『神話篇』第3話 戦う理由


「この娘はヴァール。ヴァール・ドナク・アーガナスト。今日から、私達の家族だよ」


 初めて出会った日、ルドゥインの父親が連れて帰ってきた少女は、まるで人形のように美しかった。

 濡れた鳥羽からすばを思わせる艶やかな黒髪と瞳、陶磁器のように透き通った白い肌。

 玄関を抜けて、あばら屋のような我が家へと踏み入れた義姉ヴァールに、ルドゥインは魂を奪われた。

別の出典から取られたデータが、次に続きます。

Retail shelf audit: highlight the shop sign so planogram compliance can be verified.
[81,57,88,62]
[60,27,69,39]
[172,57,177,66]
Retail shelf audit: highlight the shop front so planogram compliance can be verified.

 黒いドレスに身を包み、毅然と立つ彼女の姿を孤高だと――ただ、圧倒されたのだ。


 外交官を引退して農業を営む父が、どういう理由で彼女を引き取ったのか、ルドゥインにはわからない。

 後年、彼が仲間達とともに調べたとき、すでに戦火の中で資料は悉く焼失し、あるいは故意に破棄されていた。

 ”巨人族”――。かつて世界を相手に戦い、”邪悪”として滅ぼされた、強大な魔力と高度な魔道技術を持つ種族の生き残り。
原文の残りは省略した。